We next address Tenants' second contention, that they did not agree with Purchaser as to a new lease amount, but they instead agreed to continue discussing the validity of the lease at a later date. Tenants and Purchaser began negotiations after Purchaser took possession of the building following the sale confirmation. The parties eventually reached an oral agreement that $1,500 rent per month would be paid until August 1999, when negotiations for a new lease would ensue. The parties could not reach an agreement and Purchaser increased the monthly rent to $2,033.33 per month effective November 1, 1999. Tenants refused to pay this amount, asserting that the lease entered into with Prior Owner was still valid and controlling. Tenants continued to pay the $1,500 rent, and Purchaser decided to begin the eviction process. When Tenants refused to return possession, Purchaser filed suit to seek possession and to collect rent past due.
When tenants hold over with consent from the landlord, their possession may ripen into a form of tenancy at will, usually on a month-to-month basis. Kiefer v. First Capitol Sports Ctr., Inc., 684 S.W.2d 483, 486 (Mo.App. 1984). During the time between the lease's execution and the confirmation, Tenants occupied the premises through a tenancy at will on a month-to-month basis, and thereafter they began negotiations seeking a longer lease term. Id.; see section 441.060.3.

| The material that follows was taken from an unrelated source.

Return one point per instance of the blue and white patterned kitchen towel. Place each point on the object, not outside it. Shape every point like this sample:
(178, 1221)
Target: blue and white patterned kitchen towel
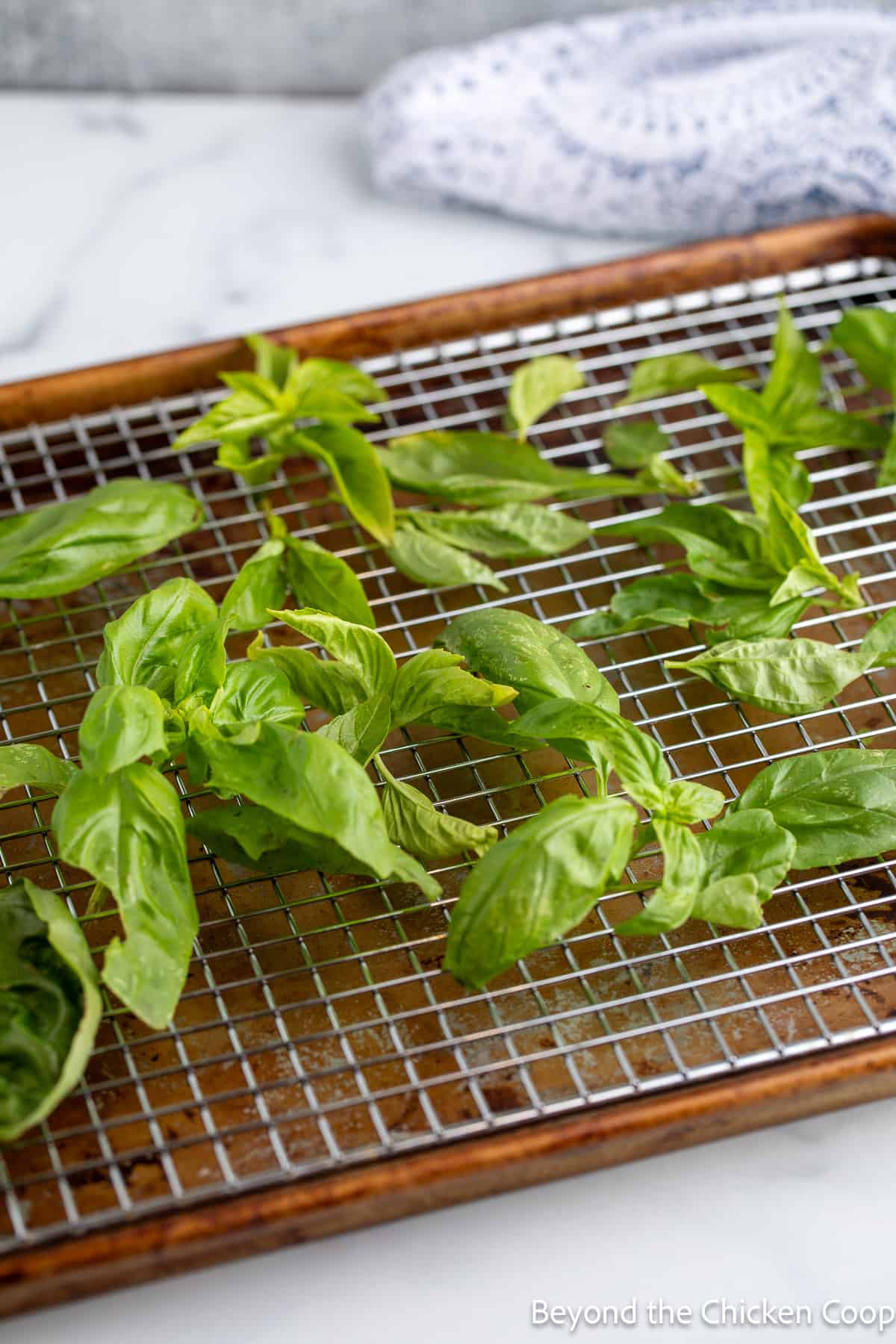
(687, 121)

We find the trial court was not in error in finding that Purchaser and Tenants entered into a tenancy at will on a month-to-month basis. Therefore, the trial court correctly ordered Tenants to pay the rent deficiency and to return possession of the premises to Purchaser. Tenants' point is denied.
The judgment of the trial court is affirmed.
George W. Draper III, P.J. and Mary K. Hoff, J., concur.